あのハープを弾くやつがおそらく回復役だろうから。
ジジは、うまく毛玉の端っこに引火させてから毛玉を打ち返そうと、それまで高速で振り続けていたヌンチャクを再度握りなおす。
その時。
毛玉にひっついて白目を向く、ちいさな犬と目があった。
ジジのヌンチャクを振る手が、ぶれた。
============
*
ジジがヌンチャクを操ったのか、毛玉を避けるように竜巻が大きく歪んだ。
だがそれが逆に刺激になったようで、竜巻に巻き込まれている赤いスライムが一段と炎を噴きだした。

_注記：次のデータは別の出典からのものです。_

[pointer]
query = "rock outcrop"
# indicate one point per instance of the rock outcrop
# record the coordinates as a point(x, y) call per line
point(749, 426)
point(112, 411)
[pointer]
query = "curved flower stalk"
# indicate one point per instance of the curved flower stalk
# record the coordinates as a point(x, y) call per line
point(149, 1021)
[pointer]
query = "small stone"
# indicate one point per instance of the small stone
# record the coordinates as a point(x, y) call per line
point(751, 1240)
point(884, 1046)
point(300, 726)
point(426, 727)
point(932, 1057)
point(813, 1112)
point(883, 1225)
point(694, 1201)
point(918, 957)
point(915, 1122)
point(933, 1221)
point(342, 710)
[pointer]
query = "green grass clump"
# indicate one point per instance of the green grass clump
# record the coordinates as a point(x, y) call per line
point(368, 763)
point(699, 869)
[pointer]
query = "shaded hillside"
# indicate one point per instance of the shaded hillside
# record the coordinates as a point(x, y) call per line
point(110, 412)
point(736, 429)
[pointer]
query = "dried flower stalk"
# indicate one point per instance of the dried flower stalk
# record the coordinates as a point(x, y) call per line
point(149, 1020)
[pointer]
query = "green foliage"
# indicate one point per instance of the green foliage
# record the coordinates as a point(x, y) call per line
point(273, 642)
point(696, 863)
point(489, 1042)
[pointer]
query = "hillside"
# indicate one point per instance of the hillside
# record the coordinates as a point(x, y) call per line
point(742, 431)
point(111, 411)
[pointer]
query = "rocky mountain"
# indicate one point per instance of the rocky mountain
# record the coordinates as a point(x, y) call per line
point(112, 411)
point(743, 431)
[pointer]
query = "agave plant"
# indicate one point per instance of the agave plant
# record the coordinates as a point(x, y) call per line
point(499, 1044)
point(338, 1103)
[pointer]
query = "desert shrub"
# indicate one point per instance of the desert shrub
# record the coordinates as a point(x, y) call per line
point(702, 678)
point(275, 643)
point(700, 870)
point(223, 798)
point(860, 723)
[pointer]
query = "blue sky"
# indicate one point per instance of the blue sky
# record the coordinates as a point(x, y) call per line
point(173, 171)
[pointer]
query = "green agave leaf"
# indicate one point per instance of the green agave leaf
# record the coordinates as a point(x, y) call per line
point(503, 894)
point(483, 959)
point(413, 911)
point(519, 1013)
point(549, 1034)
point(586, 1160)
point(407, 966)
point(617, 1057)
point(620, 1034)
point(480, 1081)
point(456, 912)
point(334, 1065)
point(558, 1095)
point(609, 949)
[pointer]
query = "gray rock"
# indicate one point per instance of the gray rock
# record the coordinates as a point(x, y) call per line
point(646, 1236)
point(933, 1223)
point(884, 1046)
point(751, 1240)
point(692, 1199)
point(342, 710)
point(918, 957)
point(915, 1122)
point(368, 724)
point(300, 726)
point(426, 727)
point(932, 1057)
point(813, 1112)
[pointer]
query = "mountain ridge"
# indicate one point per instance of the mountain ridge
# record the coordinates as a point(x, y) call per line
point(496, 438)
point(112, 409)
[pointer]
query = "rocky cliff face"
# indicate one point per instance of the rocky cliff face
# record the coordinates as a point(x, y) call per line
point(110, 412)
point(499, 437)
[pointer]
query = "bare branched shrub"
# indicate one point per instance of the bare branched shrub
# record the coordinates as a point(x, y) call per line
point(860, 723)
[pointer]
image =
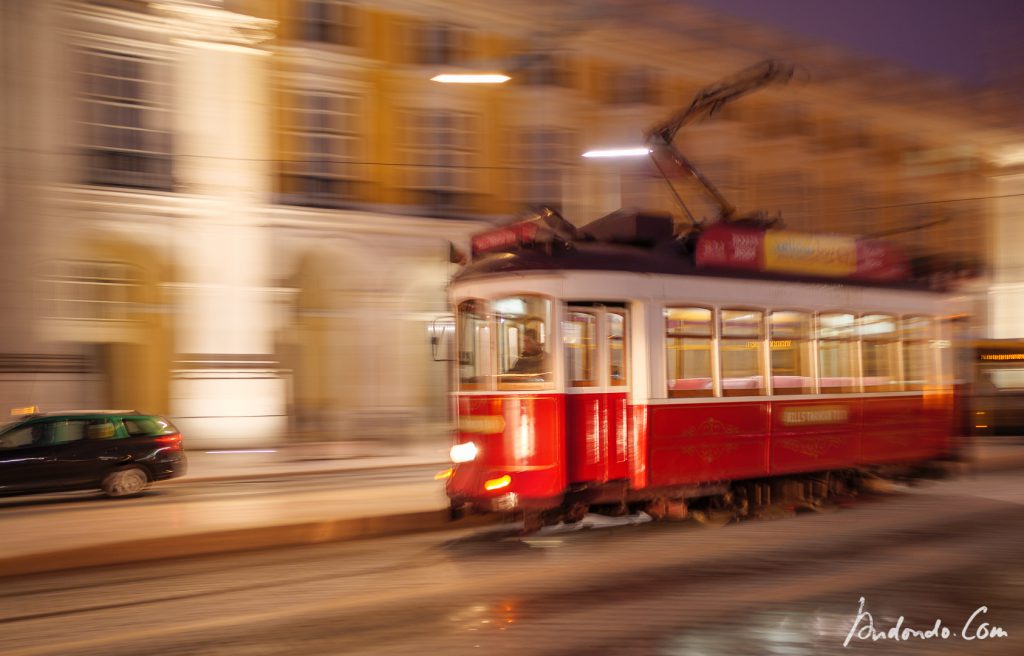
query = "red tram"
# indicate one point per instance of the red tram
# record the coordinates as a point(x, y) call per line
point(626, 365)
point(663, 378)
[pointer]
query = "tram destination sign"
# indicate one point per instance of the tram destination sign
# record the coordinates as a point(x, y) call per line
point(801, 253)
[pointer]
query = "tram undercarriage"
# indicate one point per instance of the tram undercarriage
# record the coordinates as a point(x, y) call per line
point(723, 503)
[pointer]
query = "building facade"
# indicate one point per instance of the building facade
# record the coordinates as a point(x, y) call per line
point(240, 213)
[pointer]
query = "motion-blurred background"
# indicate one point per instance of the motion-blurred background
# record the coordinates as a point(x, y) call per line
point(242, 214)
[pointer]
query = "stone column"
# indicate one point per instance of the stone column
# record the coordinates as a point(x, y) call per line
point(226, 389)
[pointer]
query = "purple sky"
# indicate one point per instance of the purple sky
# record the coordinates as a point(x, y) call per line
point(971, 40)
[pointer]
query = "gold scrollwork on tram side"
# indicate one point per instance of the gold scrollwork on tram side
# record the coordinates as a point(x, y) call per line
point(710, 452)
point(813, 446)
point(481, 424)
point(711, 427)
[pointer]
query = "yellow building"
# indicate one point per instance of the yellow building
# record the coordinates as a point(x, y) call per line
point(239, 212)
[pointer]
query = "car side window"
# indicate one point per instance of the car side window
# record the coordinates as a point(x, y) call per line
point(18, 437)
point(99, 430)
point(62, 432)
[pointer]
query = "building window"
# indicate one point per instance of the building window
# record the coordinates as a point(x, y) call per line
point(540, 160)
point(86, 290)
point(125, 120)
point(439, 148)
point(327, 22)
point(439, 44)
point(634, 86)
point(323, 148)
point(545, 70)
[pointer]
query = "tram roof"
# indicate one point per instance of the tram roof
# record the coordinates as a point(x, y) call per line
point(663, 259)
point(638, 243)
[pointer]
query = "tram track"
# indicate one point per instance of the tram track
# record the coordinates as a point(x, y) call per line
point(739, 562)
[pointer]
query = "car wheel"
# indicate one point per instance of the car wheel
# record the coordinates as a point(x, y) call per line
point(125, 482)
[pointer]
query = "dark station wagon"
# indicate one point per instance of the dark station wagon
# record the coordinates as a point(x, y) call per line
point(119, 451)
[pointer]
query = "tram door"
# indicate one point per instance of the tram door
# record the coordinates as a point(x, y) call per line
point(595, 345)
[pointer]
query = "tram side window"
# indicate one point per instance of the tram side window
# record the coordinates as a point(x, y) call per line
point(880, 358)
point(523, 342)
point(474, 345)
point(616, 348)
point(837, 353)
point(791, 353)
point(687, 344)
point(579, 340)
point(740, 352)
point(916, 333)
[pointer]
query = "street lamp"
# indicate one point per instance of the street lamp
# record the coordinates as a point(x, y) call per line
point(470, 78)
point(635, 151)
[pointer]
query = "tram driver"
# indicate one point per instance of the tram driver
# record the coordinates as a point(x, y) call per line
point(532, 359)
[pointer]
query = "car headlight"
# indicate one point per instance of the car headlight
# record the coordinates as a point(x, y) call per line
point(463, 452)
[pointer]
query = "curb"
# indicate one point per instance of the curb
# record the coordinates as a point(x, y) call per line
point(236, 540)
point(290, 473)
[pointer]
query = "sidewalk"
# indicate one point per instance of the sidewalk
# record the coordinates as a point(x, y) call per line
point(116, 533)
point(305, 458)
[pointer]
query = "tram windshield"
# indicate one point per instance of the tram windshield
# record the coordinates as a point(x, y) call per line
point(505, 343)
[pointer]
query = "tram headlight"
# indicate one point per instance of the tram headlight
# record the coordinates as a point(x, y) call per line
point(463, 452)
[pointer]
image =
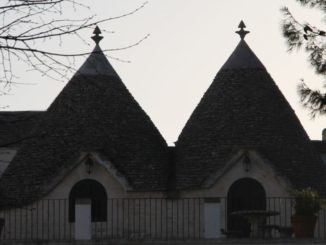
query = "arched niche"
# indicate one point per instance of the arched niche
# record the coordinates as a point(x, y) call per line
point(244, 194)
point(93, 190)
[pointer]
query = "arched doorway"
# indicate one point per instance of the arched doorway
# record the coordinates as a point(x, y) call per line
point(244, 194)
point(93, 190)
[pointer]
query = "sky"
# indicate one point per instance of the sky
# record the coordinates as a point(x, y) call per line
point(189, 41)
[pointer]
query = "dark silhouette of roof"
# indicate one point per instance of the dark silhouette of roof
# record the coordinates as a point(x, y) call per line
point(17, 126)
point(94, 113)
point(243, 109)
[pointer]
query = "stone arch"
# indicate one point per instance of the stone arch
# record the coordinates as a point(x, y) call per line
point(93, 190)
point(244, 194)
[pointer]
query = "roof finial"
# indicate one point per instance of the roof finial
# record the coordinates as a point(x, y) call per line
point(242, 33)
point(97, 38)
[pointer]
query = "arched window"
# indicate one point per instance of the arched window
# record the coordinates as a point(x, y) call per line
point(89, 189)
point(244, 194)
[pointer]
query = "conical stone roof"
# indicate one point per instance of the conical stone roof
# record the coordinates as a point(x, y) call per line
point(93, 113)
point(243, 109)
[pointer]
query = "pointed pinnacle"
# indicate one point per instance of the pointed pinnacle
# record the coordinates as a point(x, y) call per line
point(242, 33)
point(97, 38)
point(242, 25)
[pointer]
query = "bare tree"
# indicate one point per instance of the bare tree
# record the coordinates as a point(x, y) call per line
point(26, 24)
point(313, 39)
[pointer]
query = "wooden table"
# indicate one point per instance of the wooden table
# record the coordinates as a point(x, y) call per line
point(257, 219)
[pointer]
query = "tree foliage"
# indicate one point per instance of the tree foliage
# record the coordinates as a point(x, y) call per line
point(27, 25)
point(313, 40)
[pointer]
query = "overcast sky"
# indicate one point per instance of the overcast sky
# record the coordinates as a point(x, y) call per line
point(189, 42)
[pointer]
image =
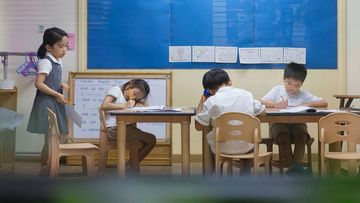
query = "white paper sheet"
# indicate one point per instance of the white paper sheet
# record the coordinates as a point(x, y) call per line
point(73, 115)
point(225, 54)
point(154, 108)
point(297, 55)
point(203, 54)
point(148, 108)
point(179, 53)
point(295, 109)
point(272, 55)
point(249, 55)
point(9, 119)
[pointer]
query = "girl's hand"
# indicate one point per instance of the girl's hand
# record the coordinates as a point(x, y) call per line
point(64, 87)
point(139, 104)
point(61, 99)
point(130, 103)
point(282, 104)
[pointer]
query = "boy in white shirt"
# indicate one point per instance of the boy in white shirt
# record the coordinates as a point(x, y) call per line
point(222, 99)
point(290, 94)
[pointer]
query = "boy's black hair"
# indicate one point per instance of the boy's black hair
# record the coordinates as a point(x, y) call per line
point(295, 71)
point(141, 84)
point(51, 36)
point(215, 78)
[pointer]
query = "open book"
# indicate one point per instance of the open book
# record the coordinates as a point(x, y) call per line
point(154, 108)
point(297, 109)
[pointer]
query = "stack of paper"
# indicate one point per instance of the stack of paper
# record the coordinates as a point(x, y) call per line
point(154, 108)
point(295, 109)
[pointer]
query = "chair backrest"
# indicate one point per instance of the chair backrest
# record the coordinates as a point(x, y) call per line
point(103, 132)
point(53, 131)
point(237, 126)
point(102, 120)
point(342, 126)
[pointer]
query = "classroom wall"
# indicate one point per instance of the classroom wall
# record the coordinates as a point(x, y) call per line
point(18, 33)
point(353, 48)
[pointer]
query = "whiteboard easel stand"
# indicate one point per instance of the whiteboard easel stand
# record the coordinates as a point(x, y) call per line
point(5, 59)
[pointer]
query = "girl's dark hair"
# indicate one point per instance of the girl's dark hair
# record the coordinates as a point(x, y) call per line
point(141, 84)
point(215, 78)
point(51, 36)
point(295, 71)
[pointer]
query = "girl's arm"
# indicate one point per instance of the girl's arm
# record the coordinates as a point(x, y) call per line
point(199, 126)
point(319, 104)
point(272, 104)
point(108, 104)
point(40, 85)
point(64, 87)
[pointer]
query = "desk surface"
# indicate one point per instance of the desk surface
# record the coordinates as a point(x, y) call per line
point(185, 112)
point(338, 96)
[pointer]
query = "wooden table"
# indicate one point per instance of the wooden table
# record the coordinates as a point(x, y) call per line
point(183, 117)
point(272, 116)
point(349, 99)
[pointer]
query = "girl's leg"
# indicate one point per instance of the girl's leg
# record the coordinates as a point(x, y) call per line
point(149, 141)
point(299, 151)
point(45, 157)
point(284, 142)
point(135, 134)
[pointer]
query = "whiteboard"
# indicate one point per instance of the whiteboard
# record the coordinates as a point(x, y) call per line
point(88, 91)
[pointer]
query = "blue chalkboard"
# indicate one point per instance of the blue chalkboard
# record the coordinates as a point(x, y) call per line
point(137, 33)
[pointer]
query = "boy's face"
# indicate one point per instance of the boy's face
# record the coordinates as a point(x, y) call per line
point(134, 94)
point(58, 50)
point(292, 86)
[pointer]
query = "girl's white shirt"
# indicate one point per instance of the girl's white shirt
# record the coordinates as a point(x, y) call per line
point(45, 64)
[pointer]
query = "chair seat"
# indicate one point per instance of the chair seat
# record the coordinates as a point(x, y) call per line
point(245, 156)
point(342, 155)
point(78, 146)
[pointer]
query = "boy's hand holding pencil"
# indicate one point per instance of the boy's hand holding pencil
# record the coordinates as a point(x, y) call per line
point(283, 103)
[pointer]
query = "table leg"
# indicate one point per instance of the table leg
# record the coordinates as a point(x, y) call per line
point(121, 147)
point(342, 103)
point(207, 160)
point(185, 147)
point(348, 103)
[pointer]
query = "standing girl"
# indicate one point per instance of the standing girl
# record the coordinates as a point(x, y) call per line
point(49, 93)
point(132, 93)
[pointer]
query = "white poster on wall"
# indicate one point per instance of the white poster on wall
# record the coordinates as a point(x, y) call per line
point(225, 54)
point(297, 55)
point(203, 54)
point(249, 55)
point(179, 54)
point(272, 55)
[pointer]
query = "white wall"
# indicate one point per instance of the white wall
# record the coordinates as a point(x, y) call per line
point(353, 47)
point(18, 20)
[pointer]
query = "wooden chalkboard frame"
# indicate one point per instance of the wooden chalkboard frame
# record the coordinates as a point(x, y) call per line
point(119, 75)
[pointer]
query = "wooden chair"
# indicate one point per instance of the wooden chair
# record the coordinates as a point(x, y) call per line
point(279, 163)
point(105, 146)
point(340, 127)
point(239, 126)
point(57, 150)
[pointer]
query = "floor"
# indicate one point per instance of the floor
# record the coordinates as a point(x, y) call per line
point(32, 169)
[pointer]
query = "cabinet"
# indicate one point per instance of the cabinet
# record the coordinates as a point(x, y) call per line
point(8, 99)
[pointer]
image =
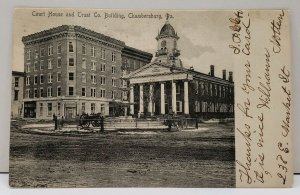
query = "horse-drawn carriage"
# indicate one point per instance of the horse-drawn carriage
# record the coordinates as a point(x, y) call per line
point(85, 120)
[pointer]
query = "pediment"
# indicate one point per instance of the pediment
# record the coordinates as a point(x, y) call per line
point(153, 69)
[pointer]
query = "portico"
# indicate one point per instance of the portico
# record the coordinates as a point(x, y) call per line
point(159, 90)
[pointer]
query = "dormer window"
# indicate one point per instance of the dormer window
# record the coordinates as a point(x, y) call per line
point(71, 47)
point(163, 44)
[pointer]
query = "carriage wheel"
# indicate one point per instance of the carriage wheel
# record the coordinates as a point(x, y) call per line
point(85, 124)
point(96, 123)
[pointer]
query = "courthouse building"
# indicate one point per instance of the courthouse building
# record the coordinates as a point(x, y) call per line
point(17, 94)
point(164, 86)
point(71, 70)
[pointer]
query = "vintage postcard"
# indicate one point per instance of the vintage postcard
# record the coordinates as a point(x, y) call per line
point(151, 98)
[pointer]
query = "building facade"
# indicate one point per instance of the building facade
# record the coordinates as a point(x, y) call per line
point(17, 94)
point(71, 70)
point(164, 86)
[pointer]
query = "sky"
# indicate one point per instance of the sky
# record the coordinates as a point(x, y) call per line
point(204, 35)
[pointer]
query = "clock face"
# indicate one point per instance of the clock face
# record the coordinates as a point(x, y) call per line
point(163, 44)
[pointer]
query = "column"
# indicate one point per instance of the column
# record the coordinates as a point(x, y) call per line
point(141, 99)
point(186, 97)
point(174, 97)
point(162, 98)
point(131, 100)
point(150, 105)
point(125, 111)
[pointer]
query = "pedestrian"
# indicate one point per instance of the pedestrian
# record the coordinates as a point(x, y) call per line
point(62, 122)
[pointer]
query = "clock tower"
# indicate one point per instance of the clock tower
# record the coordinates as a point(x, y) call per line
point(167, 51)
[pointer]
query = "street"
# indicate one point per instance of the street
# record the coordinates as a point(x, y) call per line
point(202, 157)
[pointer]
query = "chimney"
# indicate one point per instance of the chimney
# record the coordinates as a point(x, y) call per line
point(212, 70)
point(230, 78)
point(224, 74)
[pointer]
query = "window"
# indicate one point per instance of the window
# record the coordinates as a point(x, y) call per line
point(83, 48)
point(102, 93)
point(16, 81)
point(93, 65)
point(179, 106)
point(42, 52)
point(83, 77)
point(41, 92)
point(112, 94)
point(58, 91)
point(49, 107)
point(35, 93)
point(134, 64)
point(93, 92)
point(93, 51)
point(93, 108)
point(71, 91)
point(113, 56)
point(41, 109)
point(177, 89)
point(42, 65)
point(58, 108)
point(83, 107)
point(113, 82)
point(71, 76)
point(36, 54)
point(28, 80)
point(50, 49)
point(50, 78)
point(113, 69)
point(71, 47)
point(41, 79)
point(27, 92)
point(124, 95)
point(102, 108)
point(71, 61)
point(49, 63)
point(28, 67)
point(58, 62)
point(83, 63)
point(16, 95)
point(197, 106)
point(103, 68)
point(103, 54)
point(58, 77)
point(83, 91)
point(28, 54)
point(124, 83)
point(49, 92)
point(102, 80)
point(59, 48)
point(93, 78)
point(35, 80)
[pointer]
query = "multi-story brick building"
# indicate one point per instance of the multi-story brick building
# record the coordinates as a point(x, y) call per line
point(71, 70)
point(17, 94)
point(164, 86)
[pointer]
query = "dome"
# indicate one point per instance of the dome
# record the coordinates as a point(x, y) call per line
point(167, 30)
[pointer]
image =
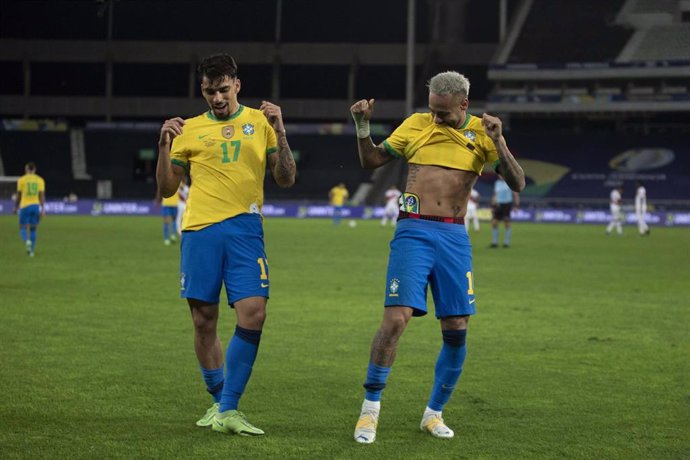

小さな犬のくっついた巨大な毛玉の端に、小さいが火が灯る。
それが小さな犬を巻き込んで大爆発する前に、ジジを守る竜巻が大きく膨張して炎やスライムと共に上空へと巻き上がり、爆発して消えた。
竜巻の中に居た赤いスライムだったものが降り注ぐ中。
厚い雲が消え去り日が注ぐ地面には小さな犬を守るように倒れる、傷だらけの小さな女の子の姿があった。
あの時プックの毛玉に灯った火。
ジジがそれに気づいたのか、竜巻の維持に失敗したのか俺達には分からないが。
ピ「優しい小さな女の子すら戦わせる魔王、か・・・」
ピンキーには、何か思うところがあったようだ。
ポ「とりあえず、あの2人を確保して治療しましょう。
大切な交渉材料になりそうですし」
ポニーさんの言葉で、その辺にほったらかしになっていた荷物からロープを出しに向かう。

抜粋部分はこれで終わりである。